Measuring Context Health
const result = await Runner.run(agent, { messages })
console.log(`Context usage: ${result.usage.contextTokens} / ${result.usage.contextWindow}`)
console.log(`Utilization: ${(result.usage.contextTokens / result.usage.contextWindow * 100).toFixed(1)}%`)
console.log(`Compactions: ${result.usage.compactions}`)

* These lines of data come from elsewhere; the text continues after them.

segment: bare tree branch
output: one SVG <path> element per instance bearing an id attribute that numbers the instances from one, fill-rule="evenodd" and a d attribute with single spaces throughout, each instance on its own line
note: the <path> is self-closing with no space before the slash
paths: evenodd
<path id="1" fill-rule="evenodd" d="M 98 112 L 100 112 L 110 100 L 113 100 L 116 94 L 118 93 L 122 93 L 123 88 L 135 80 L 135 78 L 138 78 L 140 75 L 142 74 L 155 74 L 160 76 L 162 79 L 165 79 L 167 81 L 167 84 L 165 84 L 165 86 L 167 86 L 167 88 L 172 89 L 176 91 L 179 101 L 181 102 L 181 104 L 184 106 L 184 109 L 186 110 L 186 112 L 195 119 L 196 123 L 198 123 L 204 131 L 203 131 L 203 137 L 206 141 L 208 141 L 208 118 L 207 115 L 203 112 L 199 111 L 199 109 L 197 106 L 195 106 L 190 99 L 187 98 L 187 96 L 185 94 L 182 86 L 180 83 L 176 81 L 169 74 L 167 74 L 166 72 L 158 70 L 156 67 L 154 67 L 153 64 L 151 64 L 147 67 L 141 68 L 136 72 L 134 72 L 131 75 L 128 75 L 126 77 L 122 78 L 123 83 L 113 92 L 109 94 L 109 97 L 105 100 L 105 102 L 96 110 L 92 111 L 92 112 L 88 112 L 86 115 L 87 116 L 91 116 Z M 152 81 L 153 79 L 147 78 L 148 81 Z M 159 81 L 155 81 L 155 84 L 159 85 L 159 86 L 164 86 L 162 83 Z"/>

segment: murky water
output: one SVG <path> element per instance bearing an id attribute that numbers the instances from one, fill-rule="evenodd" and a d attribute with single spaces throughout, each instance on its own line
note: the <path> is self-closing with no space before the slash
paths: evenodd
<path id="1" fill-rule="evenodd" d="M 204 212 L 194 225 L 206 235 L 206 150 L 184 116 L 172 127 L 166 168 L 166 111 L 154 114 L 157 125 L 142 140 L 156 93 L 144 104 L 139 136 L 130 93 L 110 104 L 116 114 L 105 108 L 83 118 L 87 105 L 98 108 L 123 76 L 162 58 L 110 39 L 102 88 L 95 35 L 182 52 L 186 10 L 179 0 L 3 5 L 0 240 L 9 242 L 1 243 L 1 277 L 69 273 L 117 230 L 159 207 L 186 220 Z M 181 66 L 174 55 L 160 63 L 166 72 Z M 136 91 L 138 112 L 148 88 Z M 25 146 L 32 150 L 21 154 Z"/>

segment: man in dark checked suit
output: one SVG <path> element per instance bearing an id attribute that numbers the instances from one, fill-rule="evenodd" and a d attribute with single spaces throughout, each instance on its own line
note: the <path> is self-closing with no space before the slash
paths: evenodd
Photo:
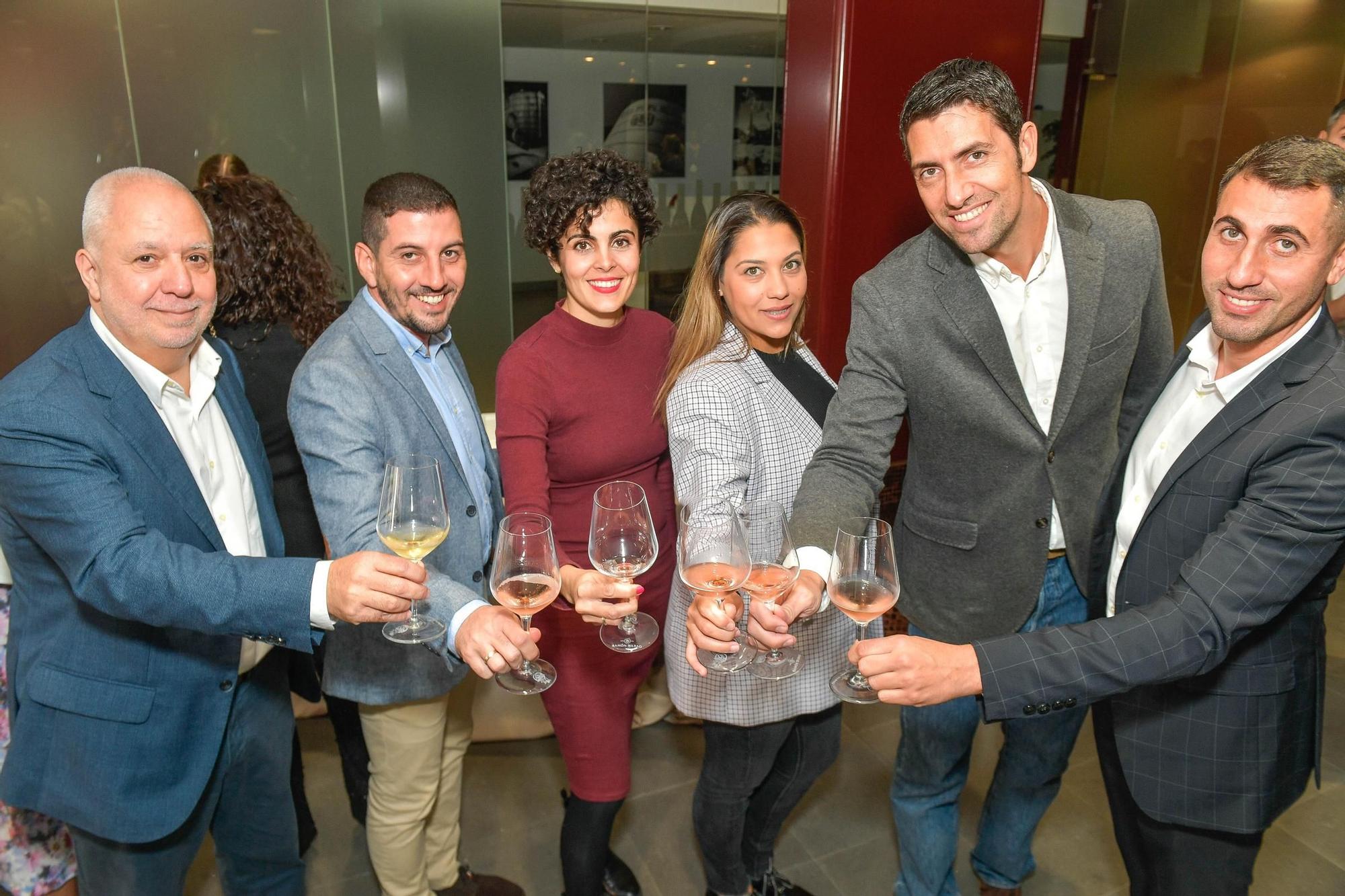
<path id="1" fill-rule="evenodd" d="M 1224 175 L 1208 312 L 1112 471 L 1092 622 L 866 642 L 882 700 L 989 721 L 1093 704 L 1132 893 L 1244 893 L 1321 755 L 1326 596 L 1345 564 L 1345 153 L 1282 137 Z"/>
<path id="2" fill-rule="evenodd" d="M 1037 130 L 1003 71 L 940 65 L 907 96 L 901 136 L 932 225 L 854 285 L 846 367 L 790 522 L 808 572 L 783 618 L 748 611 L 772 647 L 819 607 L 837 526 L 870 514 L 902 420 L 894 542 L 913 631 L 967 643 L 1087 619 L 1076 581 L 1098 499 L 1171 358 L 1153 213 L 1030 178 Z M 982 892 L 1013 893 L 1032 873 L 1083 717 L 1005 726 L 971 850 Z M 897 896 L 958 893 L 958 799 L 979 728 L 971 698 L 901 712 Z"/>

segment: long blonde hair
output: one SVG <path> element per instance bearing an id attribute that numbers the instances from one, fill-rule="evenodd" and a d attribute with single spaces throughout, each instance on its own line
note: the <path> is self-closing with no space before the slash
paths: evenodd
<path id="1" fill-rule="evenodd" d="M 798 213 L 777 196 L 765 192 L 736 192 L 710 213 L 710 219 L 705 223 L 705 235 L 701 237 L 701 249 L 695 254 L 695 264 L 691 265 L 691 276 L 686 281 L 686 292 L 678 303 L 677 335 L 668 352 L 668 370 L 654 400 L 654 408 L 660 417 L 667 417 L 668 393 L 672 391 L 677 378 L 720 344 L 724 324 L 732 323 L 738 332 L 742 332 L 720 292 L 724 265 L 744 230 L 773 223 L 788 225 L 799 238 L 799 250 L 804 250 L 803 222 L 799 221 Z M 799 315 L 790 330 L 785 351 L 803 344 L 799 330 L 803 327 L 807 308 L 808 297 L 804 295 L 799 301 Z M 742 334 L 742 339 L 746 342 L 746 334 Z"/>

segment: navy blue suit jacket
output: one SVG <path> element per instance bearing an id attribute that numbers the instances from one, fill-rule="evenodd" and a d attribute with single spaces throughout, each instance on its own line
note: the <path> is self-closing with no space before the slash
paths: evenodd
<path id="1" fill-rule="evenodd" d="M 215 396 L 269 558 L 234 557 L 153 405 L 86 313 L 0 379 L 0 545 L 13 569 L 0 799 L 121 842 L 206 788 L 241 638 L 311 650 L 313 565 L 284 558 L 233 352 Z"/>

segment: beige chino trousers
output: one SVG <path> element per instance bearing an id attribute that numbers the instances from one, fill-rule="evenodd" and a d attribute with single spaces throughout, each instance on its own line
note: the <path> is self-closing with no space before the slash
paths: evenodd
<path id="1" fill-rule="evenodd" d="M 369 858 L 383 896 L 432 896 L 457 883 L 463 759 L 472 743 L 468 673 L 443 697 L 359 705 L 369 745 Z"/>

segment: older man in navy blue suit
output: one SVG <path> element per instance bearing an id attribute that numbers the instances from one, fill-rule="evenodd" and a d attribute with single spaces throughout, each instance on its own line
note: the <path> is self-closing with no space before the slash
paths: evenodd
<path id="1" fill-rule="evenodd" d="M 65 821 L 87 892 L 182 892 L 214 833 L 230 893 L 303 893 L 293 720 L 273 646 L 401 619 L 383 553 L 285 558 L 215 308 L 210 223 L 168 175 L 100 178 L 75 256 L 90 312 L 0 381 L 13 566 L 0 798 Z"/>

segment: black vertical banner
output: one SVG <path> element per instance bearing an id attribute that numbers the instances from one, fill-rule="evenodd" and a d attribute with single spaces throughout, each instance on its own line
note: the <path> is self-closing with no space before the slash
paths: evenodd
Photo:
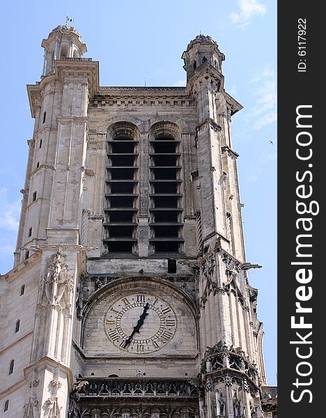
<path id="1" fill-rule="evenodd" d="M 326 77 L 320 4 L 278 3 L 279 418 L 325 413 L 323 384 L 317 383 L 326 369 Z"/>

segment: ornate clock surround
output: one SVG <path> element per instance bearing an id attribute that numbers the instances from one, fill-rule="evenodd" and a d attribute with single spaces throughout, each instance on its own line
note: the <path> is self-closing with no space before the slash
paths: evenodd
<path id="1" fill-rule="evenodd" d="M 149 305 L 150 315 L 143 320 L 143 325 L 146 320 L 149 321 L 150 318 L 152 325 L 149 326 L 148 322 L 146 327 L 141 327 L 139 333 L 135 333 L 130 344 L 124 347 L 127 334 L 132 332 L 138 323 L 137 318 L 140 318 L 146 303 Z M 189 316 L 188 320 L 181 321 L 183 324 L 180 323 L 176 314 L 179 313 L 180 307 L 183 307 L 186 315 Z M 94 309 L 99 311 L 98 323 L 102 323 L 102 326 L 99 327 L 102 330 L 99 346 L 102 348 L 103 346 L 107 347 L 106 353 L 109 357 L 118 355 L 160 355 L 162 354 L 161 352 L 166 353 L 166 349 L 172 346 L 176 348 L 174 352 L 180 354 L 178 344 L 181 344 L 182 348 L 183 343 L 179 341 L 183 333 L 180 327 L 186 326 L 185 323 L 187 327 L 192 323 L 194 327 L 194 348 L 196 351 L 198 324 L 195 319 L 194 304 L 185 291 L 164 279 L 153 277 L 121 277 L 98 288 L 83 309 L 82 346 L 86 355 L 89 346 L 87 339 L 93 339 L 93 336 L 88 332 L 90 328 L 87 323 Z M 155 320 L 153 321 L 154 317 Z M 103 351 L 100 355 L 102 357 L 104 354 L 105 353 Z M 194 354 L 193 351 L 192 355 Z"/>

console.log(`Cache hit rate: ${(result.usage.cacheHitRate * 100).toFixed(1)}%`)Anti-Patterns
Don't: Stuff everything into instructions
// Bad
const agent = new Agent({
instructions: `${systemPrompt}\n${allFAQs}\n${allPolicies}\n${allExamples}`, // 30K tokens
})
// Good
const agent = new Agent({
instructions: systemPrompt, // 500 tokens
tools: [searchFAQs, searchPolicies, searchExamples], // Agent retrieves as needed
})Don't: Accumulate tool results indefinitely
// Bad: every tool result stays in context forever
// After 20 tool calls, context is full of old results
// Good: use sub-agents for exploration-heavy tasks
// Sub-agent accumulates results → returns summary → parent context stays cleanDon't: Load all memories
// Bad
memory: Memory.persistent({ auto: { recall: true, maxRecall: 100 } }) // 100 memories = noise
// Good
memory: Memory.persistent({ auto: { recall: true, maxRecall: 10 } }) // Top 10 = focusedBest Practices
-
Monitor context utilization — Track how full the context window gets during typical runs. If it regularly exceeds 50%, you need to optimize.
-
Use sub-agents for exploration — Any task that involves searching, reading, or exploring should be delegated to a sub-agent.
-
Enable caching — If your system prompt and tools don't change between runs, cache them. This can reduce costs by 90% on the cached portion.
-
Compact early — Don't wait until the context is 95% full. Start compacting at 70% to leave room for the model to work.
-
Measure, then optimize — Don't guess at context usage. Measure it per run, identify the biggest consumers, and optimize those first.